My most immediate concern is that, despite all this new living space, there’s no cohesive affordable housing plan. Low-income earners have the right to quality, affordable housing, and this city seems to be lacking it. Now while none of these new condo towers are forcing anyone out of a home, to my knowledge they’re not providing any affordable housing space. If I recall correctly, there’s a provision in the local building code that stipulates new construction reserve a certain number of units to be classified as ‘affordable housing’ but there’s also a means by which developers can get around this, though the specifics escape me at the moment. From the looks of things, none of these impressive new buildings will feature subsidized housing, and affordable is an obviously subjective term.
In addition, 1180 St-Antoine will be demolished to make way for the next phase of Cadillac Fairview’s Bell Centre project. While the building is quite ugly, in my opinion, and I have no earthly idea what it was originally designed for, it has become a vital focal point for many Montreal musicians.
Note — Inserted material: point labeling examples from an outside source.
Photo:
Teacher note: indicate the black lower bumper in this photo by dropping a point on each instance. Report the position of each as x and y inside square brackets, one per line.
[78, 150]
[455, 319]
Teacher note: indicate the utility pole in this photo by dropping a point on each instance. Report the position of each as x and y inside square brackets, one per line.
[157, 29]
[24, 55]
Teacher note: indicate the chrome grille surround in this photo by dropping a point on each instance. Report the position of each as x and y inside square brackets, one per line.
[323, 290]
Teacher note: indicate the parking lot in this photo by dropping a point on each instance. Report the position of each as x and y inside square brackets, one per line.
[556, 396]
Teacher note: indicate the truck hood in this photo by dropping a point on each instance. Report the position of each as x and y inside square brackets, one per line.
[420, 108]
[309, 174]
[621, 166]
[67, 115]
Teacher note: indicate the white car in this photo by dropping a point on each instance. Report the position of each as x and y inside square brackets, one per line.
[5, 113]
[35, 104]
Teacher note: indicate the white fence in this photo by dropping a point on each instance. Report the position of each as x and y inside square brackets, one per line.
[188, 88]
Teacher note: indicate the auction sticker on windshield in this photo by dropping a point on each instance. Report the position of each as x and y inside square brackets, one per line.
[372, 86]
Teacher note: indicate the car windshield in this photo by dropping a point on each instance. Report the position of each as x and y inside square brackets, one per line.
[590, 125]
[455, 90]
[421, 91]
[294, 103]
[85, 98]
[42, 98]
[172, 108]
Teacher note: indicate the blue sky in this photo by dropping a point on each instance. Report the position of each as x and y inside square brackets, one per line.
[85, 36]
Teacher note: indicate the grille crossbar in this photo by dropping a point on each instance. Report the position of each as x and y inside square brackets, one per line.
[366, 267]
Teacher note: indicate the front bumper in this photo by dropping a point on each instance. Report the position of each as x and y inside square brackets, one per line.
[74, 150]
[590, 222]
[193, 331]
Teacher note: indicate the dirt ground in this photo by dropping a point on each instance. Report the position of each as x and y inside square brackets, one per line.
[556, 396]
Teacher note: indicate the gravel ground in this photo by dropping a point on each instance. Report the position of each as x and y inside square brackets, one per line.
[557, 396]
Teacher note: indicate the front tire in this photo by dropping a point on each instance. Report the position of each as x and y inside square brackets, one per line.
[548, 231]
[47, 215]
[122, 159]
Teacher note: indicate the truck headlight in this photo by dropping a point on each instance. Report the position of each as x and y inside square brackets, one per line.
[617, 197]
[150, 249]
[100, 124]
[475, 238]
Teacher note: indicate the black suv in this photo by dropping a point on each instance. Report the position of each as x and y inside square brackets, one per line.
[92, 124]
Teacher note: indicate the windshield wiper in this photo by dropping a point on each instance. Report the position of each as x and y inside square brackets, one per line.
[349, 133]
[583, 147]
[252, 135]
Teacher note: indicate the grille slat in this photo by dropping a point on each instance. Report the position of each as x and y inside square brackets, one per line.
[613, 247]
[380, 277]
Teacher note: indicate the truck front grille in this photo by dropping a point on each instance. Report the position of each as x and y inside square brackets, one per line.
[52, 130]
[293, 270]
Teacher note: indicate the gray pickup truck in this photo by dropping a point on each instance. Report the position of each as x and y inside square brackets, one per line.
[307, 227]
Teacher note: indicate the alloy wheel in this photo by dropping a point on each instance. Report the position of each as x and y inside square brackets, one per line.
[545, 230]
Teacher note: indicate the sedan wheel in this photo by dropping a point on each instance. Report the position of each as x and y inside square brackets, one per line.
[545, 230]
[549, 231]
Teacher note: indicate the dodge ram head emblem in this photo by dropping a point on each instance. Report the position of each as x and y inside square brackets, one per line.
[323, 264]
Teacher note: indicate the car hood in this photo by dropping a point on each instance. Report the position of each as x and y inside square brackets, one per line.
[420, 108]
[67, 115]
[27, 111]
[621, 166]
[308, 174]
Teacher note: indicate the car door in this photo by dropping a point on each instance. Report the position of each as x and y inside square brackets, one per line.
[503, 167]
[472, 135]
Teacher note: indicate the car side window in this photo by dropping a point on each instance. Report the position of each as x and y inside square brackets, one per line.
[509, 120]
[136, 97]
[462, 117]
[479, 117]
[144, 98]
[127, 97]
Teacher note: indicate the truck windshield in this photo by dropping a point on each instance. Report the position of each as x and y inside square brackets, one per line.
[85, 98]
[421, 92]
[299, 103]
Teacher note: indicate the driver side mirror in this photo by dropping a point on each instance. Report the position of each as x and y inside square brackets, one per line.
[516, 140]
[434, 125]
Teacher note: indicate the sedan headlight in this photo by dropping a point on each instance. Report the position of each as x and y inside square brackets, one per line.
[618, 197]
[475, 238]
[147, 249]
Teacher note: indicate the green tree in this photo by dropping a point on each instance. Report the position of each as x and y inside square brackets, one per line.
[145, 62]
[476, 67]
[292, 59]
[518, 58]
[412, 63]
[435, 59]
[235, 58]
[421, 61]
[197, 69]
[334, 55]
There’s quite a bit of rehearsal and recording space in the building, and it’s well used mostly because it’s quite cheap. It’s also a decent enough DIY venue for small concerts, a means by which a lot of bands support themselves.
And as you might imagine, no plan to replace this lost space once the condominiums are built. It would be nice if someone stepped in and made the case that, whatever form this new mega-project takes, it include jam space at rock bottom rates. If for no other reason, it would be nice that the tradition of making music near the intersection of St-Antoine and Rue de la Montagne continue (back in the day this is where all the major jazz clubs were located, including the famous Café Saint Martin and Rockhead’s Paradise).
All this to say, the mayor’s been demonstrating a heightened level of civic engagement (surprisingly high for a Montreal mayor in my opinion) – hopefully he won’t leave major real estate development projects to market forces alone.